One of the things that spam filters must do is catch as much spam as possible. This would be fairly easy if it weren’t for the fact that a great deal of spam contains content that can routinely be found in legitimate messages or resembles a message that appears to be legitimate. Social engineering spam advertising products is notorious for this. Consider the following example:
Hi, how’s it going with your weight loss program? I wasn’t doing too well with it myself, but I thought I would give it a whirl. You should try going to the following site.
Talk to you later.
On the surface of this, it appears to be very legitimate. Each of those sentences in and of themselves are perfectly reasonable. They might be used in a casual conversation between people. A spam filter would need to be able to interpret the context of the message in order to make a determination of whether or not this is spam. Even a person, if not familiar with this type of spam, might be fooled into clicking on the above link (tsk, tsk).

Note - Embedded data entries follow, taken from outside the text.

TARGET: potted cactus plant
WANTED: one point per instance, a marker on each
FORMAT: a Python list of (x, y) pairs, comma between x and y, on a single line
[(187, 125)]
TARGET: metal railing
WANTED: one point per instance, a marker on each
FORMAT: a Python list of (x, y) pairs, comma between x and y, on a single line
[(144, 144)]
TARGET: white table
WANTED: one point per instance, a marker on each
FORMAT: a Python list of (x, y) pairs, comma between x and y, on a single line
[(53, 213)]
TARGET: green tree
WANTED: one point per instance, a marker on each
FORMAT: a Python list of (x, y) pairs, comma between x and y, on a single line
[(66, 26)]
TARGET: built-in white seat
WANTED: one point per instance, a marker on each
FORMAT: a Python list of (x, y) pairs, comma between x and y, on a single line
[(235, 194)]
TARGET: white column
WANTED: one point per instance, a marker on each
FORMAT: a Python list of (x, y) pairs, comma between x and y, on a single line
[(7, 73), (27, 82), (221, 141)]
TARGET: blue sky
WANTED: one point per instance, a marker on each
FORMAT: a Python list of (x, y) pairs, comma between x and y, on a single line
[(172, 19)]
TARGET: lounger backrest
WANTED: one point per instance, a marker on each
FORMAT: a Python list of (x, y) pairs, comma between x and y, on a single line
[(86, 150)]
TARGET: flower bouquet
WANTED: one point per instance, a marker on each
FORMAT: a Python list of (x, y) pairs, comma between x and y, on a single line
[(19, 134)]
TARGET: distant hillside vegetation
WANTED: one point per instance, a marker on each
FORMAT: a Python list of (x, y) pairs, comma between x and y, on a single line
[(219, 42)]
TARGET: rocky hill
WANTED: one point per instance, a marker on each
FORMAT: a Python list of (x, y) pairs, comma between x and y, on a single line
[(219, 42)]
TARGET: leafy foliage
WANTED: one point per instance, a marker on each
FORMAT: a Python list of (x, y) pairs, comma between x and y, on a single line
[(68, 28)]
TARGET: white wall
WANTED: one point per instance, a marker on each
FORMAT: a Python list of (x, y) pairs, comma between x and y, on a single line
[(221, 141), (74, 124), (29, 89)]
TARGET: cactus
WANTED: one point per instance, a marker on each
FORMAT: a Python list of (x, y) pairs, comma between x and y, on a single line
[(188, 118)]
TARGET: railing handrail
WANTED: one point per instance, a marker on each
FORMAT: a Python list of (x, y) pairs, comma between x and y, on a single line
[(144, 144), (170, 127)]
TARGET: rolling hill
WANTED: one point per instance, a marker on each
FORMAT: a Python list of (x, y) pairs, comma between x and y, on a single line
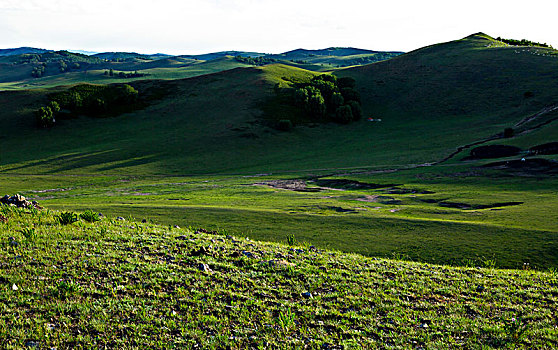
[(28, 68), (458, 92)]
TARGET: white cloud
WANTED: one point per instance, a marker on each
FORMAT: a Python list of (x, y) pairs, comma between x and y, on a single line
[(196, 26)]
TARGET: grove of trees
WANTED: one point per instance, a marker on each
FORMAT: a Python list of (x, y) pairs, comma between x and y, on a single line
[(326, 98)]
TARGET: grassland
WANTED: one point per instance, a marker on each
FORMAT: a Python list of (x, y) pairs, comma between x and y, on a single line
[(182, 160), (445, 216), (124, 284)]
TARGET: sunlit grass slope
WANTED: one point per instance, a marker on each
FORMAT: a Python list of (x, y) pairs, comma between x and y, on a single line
[(124, 284)]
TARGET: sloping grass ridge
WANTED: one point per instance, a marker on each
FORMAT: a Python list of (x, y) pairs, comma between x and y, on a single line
[(121, 284)]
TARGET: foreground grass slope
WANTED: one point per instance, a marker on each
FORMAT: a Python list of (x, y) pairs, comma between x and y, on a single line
[(124, 284)]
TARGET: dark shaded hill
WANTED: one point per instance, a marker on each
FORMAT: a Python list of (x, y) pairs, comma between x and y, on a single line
[(22, 51), (454, 93)]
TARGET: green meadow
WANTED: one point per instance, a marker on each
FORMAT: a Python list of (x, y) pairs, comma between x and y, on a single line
[(235, 216)]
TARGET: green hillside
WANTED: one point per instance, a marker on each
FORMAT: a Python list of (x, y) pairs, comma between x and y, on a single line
[(424, 197), (462, 91), (457, 93)]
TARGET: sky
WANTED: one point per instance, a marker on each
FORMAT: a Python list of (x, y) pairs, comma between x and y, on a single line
[(267, 26)]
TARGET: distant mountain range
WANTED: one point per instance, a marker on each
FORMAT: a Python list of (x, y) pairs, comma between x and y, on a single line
[(22, 51), (298, 54)]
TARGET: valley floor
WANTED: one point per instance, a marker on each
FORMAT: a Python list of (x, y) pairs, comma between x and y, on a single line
[(122, 284)]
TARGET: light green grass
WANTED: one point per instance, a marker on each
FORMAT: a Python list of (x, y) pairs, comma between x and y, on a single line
[(123, 284)]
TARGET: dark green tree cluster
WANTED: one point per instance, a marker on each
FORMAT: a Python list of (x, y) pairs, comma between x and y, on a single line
[(90, 100), (255, 61), (38, 71), (327, 98), (45, 116), (63, 66), (522, 42), (123, 75)]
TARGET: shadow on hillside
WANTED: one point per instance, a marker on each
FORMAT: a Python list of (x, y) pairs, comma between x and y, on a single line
[(109, 160)]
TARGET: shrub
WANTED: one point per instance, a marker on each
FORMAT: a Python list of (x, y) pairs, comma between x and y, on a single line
[(508, 132), (350, 94), (291, 240), (285, 125), (45, 117), (90, 216), (54, 106), (66, 218), (336, 100), (29, 233), (343, 114), (346, 82), (355, 109)]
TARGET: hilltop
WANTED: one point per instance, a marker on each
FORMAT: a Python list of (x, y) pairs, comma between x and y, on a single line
[(28, 68), (458, 93), (118, 283), (410, 178)]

Another point of contention is examining the content of email and classifying as spam all mail that contains poor grammar. Some time ago, one of my management superiors jokingly remarked that we ought to classify all email as spam that uses butchered grammar, but then he realized some of his messages would be classified as spam as well. It was a comment said in jest but he actually hit the nail on the head – people, in everyday conversations, can and do use grammar that is exceedingly poor. Emoticons and internet-speak (abbreviations like LOL and LMAO) are only the tip of the iceberg. People will often use poor grammar when referring to each other, “forget” to include punctuation, call each other names, and so forth. Email that looks butchered to some people is capable of being interpreted by others. Thus, simply targetting bad message composition structure is not good enough grounds alone to make a decision on the classification of spam because while spam can contain that content, so can regular mail.
Theorems 2 and 3 are two sides of the same coin. A spam filter cannot unilaterally be overly aggressive because doing so would result in flagging legitimate mail that uses the same patterns.